Министр задумался, а лицо де Кози приобрело оттенок прелестного гранатового сока его хозяина.

— Оглы может оказать тебе громадную помощь, Пьер, — произнес Кер. — Конечно, моим делам он посвящает лишь небольшую часть своего времени. Ты приобретешь больший вес в его глазах, если он будет знать, по какой важной причине я прислал тебя. Я бы не хотел, чтобы ты оказался в Трапезунде без друзей.

— Я не осмеливаюсь советовать вам, милорд министр, — сказал Пьер, — но если секрет никому не известен, то не будет и утечки. Я бы хотел использовать этот шанс.

— Я только хотел повысить вероятность успеха юноши. Но Пьер, конечно, находчив, — произнес Бернар.

— Ты должен быть очень осторожен, — продолжал министр. — Постарайся оценить характеры людей, которые мне служат, не исключая членов команды судна, какое бы положение они не занимали. Внимательно наблюдай за действиями моих агентов, с которыми столкнешься по пути. В мутном пруду, на который я посылаю тебя рыбачить, может попасться и мелкая рыбешка. Поймай ее, если сможешь, но помни, что мне нужна крупная рыба.

— Я буду ловить с помощью крючка, а не сетью, если сумею, — отозвался Пьер.

— Именно это я и имел в виду, Пьер. Извини, что мои инструкции по необходимости столь неконкретны. Я рад, что ты меня понимаешь.

— Моему пониманию это недоступно, — произнес Бернар.

— Бернар, — пояснил министр, — можно провозить контрабандой драгоценности. Но меня особенно задевает, что это зло основано на желании извлечь выгоду из низменных, дьявольских побуждений. Только выродок, хитрый дьявол мог додуматься до контрабанды опиума.

— Теперь я понял ход ваших мыслей, милорд, — сказал секретарь. — Но Дьяволу легко спрятаться в аду. А Трапезунд! О, Боже мой!

— Именно поэтому, — пояснил Кер, — возможно, было бы неосторожно скрывать там свое подлинное лицо. В любом случае, если Пьер сочтет, что ему не нужна помощь Оглы, я с этим соглашусь. Не пишите нашему представителю в Трапезунде, Бернар. Это может усложнить задачу Пьера. Однако ты прав, Пьер, что это предотвратит возможные слухи о твоем задании, хотя они и так маловероятны. Очевидно излишне напоминать тебе о величайшей осмотрительности, которую ты должен соблюдать во всех своих действиях.

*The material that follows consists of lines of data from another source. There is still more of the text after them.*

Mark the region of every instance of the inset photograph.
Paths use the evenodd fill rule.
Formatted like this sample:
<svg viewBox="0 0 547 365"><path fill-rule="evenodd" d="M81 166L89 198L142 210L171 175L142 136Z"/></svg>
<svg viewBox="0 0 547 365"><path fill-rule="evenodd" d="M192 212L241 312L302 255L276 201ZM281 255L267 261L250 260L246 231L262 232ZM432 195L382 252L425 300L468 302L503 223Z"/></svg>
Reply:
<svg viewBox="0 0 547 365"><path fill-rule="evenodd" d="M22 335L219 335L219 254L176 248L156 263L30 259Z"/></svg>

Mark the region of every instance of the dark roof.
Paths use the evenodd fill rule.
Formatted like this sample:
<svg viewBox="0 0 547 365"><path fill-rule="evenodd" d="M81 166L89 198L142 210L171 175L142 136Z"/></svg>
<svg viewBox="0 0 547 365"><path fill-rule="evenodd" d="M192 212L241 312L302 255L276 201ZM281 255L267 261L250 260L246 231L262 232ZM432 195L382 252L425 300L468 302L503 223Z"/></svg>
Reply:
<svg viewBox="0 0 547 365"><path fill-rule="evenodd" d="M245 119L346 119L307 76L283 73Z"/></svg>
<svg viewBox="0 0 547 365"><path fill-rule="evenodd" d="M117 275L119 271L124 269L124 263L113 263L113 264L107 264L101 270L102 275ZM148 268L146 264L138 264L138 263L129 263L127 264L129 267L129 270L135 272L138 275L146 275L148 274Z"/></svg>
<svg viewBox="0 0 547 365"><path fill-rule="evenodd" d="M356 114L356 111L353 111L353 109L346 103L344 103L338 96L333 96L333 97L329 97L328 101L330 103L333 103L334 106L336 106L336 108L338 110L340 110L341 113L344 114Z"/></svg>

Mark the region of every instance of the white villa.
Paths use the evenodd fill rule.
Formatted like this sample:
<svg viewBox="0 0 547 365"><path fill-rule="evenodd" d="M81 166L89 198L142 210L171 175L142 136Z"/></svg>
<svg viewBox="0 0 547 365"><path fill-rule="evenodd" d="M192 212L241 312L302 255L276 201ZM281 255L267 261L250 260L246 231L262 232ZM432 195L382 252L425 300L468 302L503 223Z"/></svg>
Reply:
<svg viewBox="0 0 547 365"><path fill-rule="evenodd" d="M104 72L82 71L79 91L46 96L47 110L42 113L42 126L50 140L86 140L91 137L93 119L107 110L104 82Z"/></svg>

— Я буду чрезвычайно осторожен, милорд, — ответил Пьер. — Ваши инструкции совершенно исчерпывающие.

— Тебе понадобится новая одежда, — оживленно заметил Бернар, — ты не можешь скитаться по всему христианскому миру в одежде чиновника с причала. Я все предусмотрел, милорд.

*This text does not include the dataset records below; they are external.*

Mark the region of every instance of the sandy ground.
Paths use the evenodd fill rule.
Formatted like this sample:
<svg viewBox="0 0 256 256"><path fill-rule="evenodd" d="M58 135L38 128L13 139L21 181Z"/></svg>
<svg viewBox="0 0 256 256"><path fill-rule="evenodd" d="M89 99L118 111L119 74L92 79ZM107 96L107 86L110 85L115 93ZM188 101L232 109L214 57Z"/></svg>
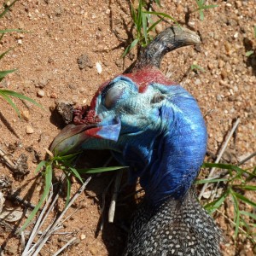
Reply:
<svg viewBox="0 0 256 256"><path fill-rule="evenodd" d="M188 47L168 54L161 70L198 101L205 115L208 151L212 154L218 154L232 124L237 118L241 119L224 159L236 164L256 151L255 1L207 1L218 7L207 10L203 21L200 20L198 13L191 15L187 24L185 14L195 9L195 1L160 2L162 8L154 6L156 10L172 15L180 24L198 32L202 39L199 50ZM44 183L40 177L35 177L34 170L38 161L45 156L44 148L49 148L63 127L53 112L55 102L90 104L102 82L121 73L136 60L136 51L124 60L120 58L127 45L126 30L131 24L129 1L121 0L19 1L0 20L0 29L26 31L6 34L0 43L0 52L14 47L1 61L1 70L18 69L3 80L0 86L35 99L44 108L43 110L15 99L25 117L19 119L0 98L0 147L14 160L21 154L28 158L29 173L20 179L15 179L6 165L0 163L0 174L12 182L13 189L19 189L20 197L36 204L42 193ZM157 30L170 25L162 22ZM248 50L254 50L254 55L247 57ZM78 59L83 55L87 57L87 64L80 69ZM96 63L102 68L101 73ZM188 72L192 64L199 65L205 72ZM106 155L97 155L103 164ZM253 163L251 160L246 166L253 164L255 160ZM72 237L77 237L78 243L66 250L65 255L120 255L126 237L126 232L120 227L126 220L119 212L125 212L128 205L119 204L114 224L106 224L103 232L96 231L102 194L111 178L112 174L93 177L87 191L70 209L72 212L80 207L65 223L61 230L64 234L53 236L41 255L52 255ZM74 181L73 192L79 186ZM6 192L3 194L6 196ZM253 193L250 196L255 198ZM231 201L221 211L232 218L230 206ZM60 207L62 207L63 201L60 201ZM6 201L4 207L25 211L24 206L11 200ZM255 248L248 239L241 235L234 239L232 224L221 214L214 218L226 237L224 255L253 255ZM0 224L3 255L20 255L22 251L20 237L10 230L20 223L9 224L10 228Z"/></svg>

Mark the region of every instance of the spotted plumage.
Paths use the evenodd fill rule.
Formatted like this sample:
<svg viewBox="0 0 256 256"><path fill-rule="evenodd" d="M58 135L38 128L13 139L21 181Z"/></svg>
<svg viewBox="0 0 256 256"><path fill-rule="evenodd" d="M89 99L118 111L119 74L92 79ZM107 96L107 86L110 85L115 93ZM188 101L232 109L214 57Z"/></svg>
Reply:
<svg viewBox="0 0 256 256"><path fill-rule="evenodd" d="M188 30L166 29L131 73L104 83L52 143L55 154L110 149L130 166L131 183L140 178L145 199L125 256L221 254L219 230L191 188L207 150L202 114L195 99L158 68L166 52L199 41Z"/></svg>

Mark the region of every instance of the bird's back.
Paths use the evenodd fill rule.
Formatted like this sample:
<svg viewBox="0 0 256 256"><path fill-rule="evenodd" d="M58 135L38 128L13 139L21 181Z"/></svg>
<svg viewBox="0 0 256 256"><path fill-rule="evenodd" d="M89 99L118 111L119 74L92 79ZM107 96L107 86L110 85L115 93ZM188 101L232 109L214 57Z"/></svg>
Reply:
<svg viewBox="0 0 256 256"><path fill-rule="evenodd" d="M143 203L134 216L125 256L219 256L221 233L190 190L157 209Z"/></svg>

— Правда, Бернар? Ты совершенно прав.

— Как раз сейчас на кухне ожидает портной, сэр. Это вызвало бы разговоры, если бы Пьер отправился в мастерскую и заказал дорогие одежды.

— Никто бы этого не узнал, Бернар. Но это полезная предосторожность. У тебя есть сабля, Пьер?

— Милорд, я мог бы экипировать целый отряд солдат. Как известно Вашему Превосходительству, я вырос в мастерской оружейника. Я увлекаюсь изделиями из стали, и моя комната в гостинице забита боевым оружием.

— О, мой Бог! — воскликнул Бернар, вздымая кверху белые руки, обильно украшенные драгоценностями. — Без сомнения он разрубил парня из Руана на кусочки, после того как проломил ему череп. Я бы не хотел оказаться на месте виноватого трапезундца, милорд министр.

— Отправляйся-ка ни примерку к портному, Пьер, — приказал Кер, — только не покупай ничего яркого.

— Милорд, — сказал де Кози, — портному поручено принести подходящие ткани. Я выбрал легкое белое белье, отрез прекрасной шерсти из Фландрии для камзола спокойного синего цвета и неяркую оранжевую подкладку. Тяжелый бархат для официальной мантии и беличий мех для шляпы; мне кажется также, что меховая оторочка придаст мантии благородный вид, это достаточно распространено. Имеется также изящный зеленый пояс для сабли из русской кожи с симпатичным латунным орнаментом…

— Бернар, ты меня поражаешь, — рассмеялся министр. — Ты все продумал. Удивительно ли, что я так ценю моего благородного секретаря?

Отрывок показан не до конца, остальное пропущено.